- Born: 1807
- Died: 1873 (aged 65–66)
- Occupation: Explorer
- Spouse: Caroline Anne Taylor ​ ​(m. 1838)​
- Children: 4, including Alice
- Relatives: Thomas Kerr Lynch (brother)
- Allegiance: United Kingdom
- Service: Royal Indian Navy Royal Navy
- Rank: Lieutenant

= Henry Blosse Lynch =

Anglo-Irish explorer

Henry Blosse Lynch (1807—1873) was an Anglo-Irish explorer.

== Biography ==
Henry Blosse Lynch was third of the eleven sons of Major Henry Blosse Lynch (1778-1823) of Partry House, Ballinrobe, County Mayo, His mother was Elizabeth Finnis (from Hythe, Kent, died March 1845). Thomas Kerr Lynch (1818-1891) and Patrick Kerr Lynch were brothers. When he was 16 years old, he volunteered for the Royal Indian Navy, where he served in the survey of the Persian Gulf. He had a gift for Eastern languages and a good knowledge of Arabic, Hindustani and Persian.

At the age of 22 in 1829 he was promoted to lieutenant. He also served as the formal interpreter to the Gulf squadron, whose ships measured and mapped Gulf and the Arabian coast and to the Commodore of the Navy. He spent time traveling around in Arabia and through that was able to develop the position of the director of communications with Arab tribes and their 'shaykhs'.

In 1834, aged 27, he became second in command to Francis Rawdon Chesney. He was now in charge of negotiations with various Arab tribal leaders. He also commanded the Tigris until its sinking, from which he escaped although losing his brother Robert Blosse (1806 - 1836). He was in charge of landing of the British delegation at the Gulf of Antioch and assembling of two steamers, brought from England in parts and ultimately their launch on the Euphrates. He commanded the Tigris until its sinking. After the sinking of the Tigris and the loss of his brother, Lynch returned home in August/September 1836, traveling via Mosul, Iraq and Trabzon, Turkey.

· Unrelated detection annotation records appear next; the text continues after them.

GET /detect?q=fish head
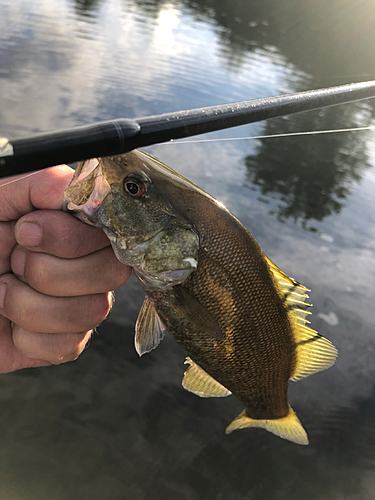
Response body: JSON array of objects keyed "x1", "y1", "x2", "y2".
[{"x1": 63, "y1": 150, "x2": 199, "y2": 284}]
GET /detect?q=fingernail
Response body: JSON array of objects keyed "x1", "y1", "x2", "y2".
[
  {"x1": 0, "y1": 281, "x2": 8, "y2": 309},
  {"x1": 17, "y1": 222, "x2": 42, "y2": 247},
  {"x1": 11, "y1": 247, "x2": 26, "y2": 277}
]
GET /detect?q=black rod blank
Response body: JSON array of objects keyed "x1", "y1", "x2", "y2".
[{"x1": 0, "y1": 81, "x2": 375, "y2": 177}]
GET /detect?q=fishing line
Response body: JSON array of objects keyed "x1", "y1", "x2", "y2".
[
  {"x1": 0, "y1": 170, "x2": 43, "y2": 188},
  {"x1": 164, "y1": 125, "x2": 375, "y2": 146},
  {"x1": 0, "y1": 125, "x2": 375, "y2": 188}
]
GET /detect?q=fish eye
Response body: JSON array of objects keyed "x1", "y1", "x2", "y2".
[{"x1": 124, "y1": 177, "x2": 147, "y2": 198}]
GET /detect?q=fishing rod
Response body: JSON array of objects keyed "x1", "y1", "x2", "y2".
[{"x1": 0, "y1": 80, "x2": 375, "y2": 178}]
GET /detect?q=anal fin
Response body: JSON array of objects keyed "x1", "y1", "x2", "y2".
[
  {"x1": 225, "y1": 406, "x2": 309, "y2": 445},
  {"x1": 291, "y1": 325, "x2": 337, "y2": 381},
  {"x1": 182, "y1": 358, "x2": 232, "y2": 398},
  {"x1": 134, "y1": 295, "x2": 165, "y2": 356}
]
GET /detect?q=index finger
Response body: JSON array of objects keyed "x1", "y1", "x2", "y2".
[
  {"x1": 14, "y1": 210, "x2": 110, "y2": 259},
  {"x1": 0, "y1": 165, "x2": 73, "y2": 222}
]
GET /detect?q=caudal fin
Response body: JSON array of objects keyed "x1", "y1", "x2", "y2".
[{"x1": 225, "y1": 406, "x2": 309, "y2": 444}]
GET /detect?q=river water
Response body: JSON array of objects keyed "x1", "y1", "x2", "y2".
[{"x1": 0, "y1": 0, "x2": 375, "y2": 500}]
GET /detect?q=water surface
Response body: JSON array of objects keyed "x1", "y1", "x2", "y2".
[{"x1": 0, "y1": 0, "x2": 375, "y2": 500}]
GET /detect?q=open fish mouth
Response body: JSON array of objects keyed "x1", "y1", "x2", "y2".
[{"x1": 62, "y1": 158, "x2": 111, "y2": 226}]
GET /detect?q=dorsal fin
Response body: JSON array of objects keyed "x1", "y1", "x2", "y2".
[
  {"x1": 266, "y1": 257, "x2": 337, "y2": 381},
  {"x1": 182, "y1": 358, "x2": 232, "y2": 398},
  {"x1": 134, "y1": 295, "x2": 165, "y2": 356}
]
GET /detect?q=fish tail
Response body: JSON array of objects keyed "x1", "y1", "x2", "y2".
[{"x1": 225, "y1": 406, "x2": 309, "y2": 444}]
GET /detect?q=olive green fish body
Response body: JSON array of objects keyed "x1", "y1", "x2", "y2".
[
  {"x1": 64, "y1": 151, "x2": 336, "y2": 444},
  {"x1": 149, "y1": 199, "x2": 296, "y2": 419}
]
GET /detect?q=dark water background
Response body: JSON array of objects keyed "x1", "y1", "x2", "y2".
[{"x1": 0, "y1": 0, "x2": 375, "y2": 500}]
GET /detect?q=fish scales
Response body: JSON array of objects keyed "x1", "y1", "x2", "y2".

The relationship between Chesney and Lynch was always tense, and they had disagreements.

By 1839 he had finished surveying the river Tigris. Under the command of William Michael Lynch (1811 - 1840), another of Henry Blosse Lynch's brothers, three dismantled steamers (Nimrud, Nitocris and Assyria) were sent around the Cape of Good Hope. They were assembled and joined the Euphrates in Baghdad, which meant that now there were four steamers under the command of H.B. Lynch sailing under the Union Jack.

He surveyed the trigonometric of Mesopotamia in 1841, whilst also establishing a postal service between Baghdad and Damascus with his brother Thomas Kerr Lynch. In 1842 he deployed once more to India. He was an active member of the Bombay Geographical Society and founded the Indian Navy Club.
In 1855 when he returned home, he inherited the Mayo estate. One year later he retired from the navy.

He made comprehensive contributions to the survey and study of all the countries he traveled and worked in. Many maps bear his name.

==Personal life==
Lynch married in August 1838 (aged 31) Caroline Anne Taylor (1817 - 1884), daughter of Colonel Robert Taylor, HM's Minister in Baghdad. They had 4 children: Quested Finnis; Rose; Alice Harriet, whose husband was Count Adolf Wilhelm von Kessler; and Caroline Lynch.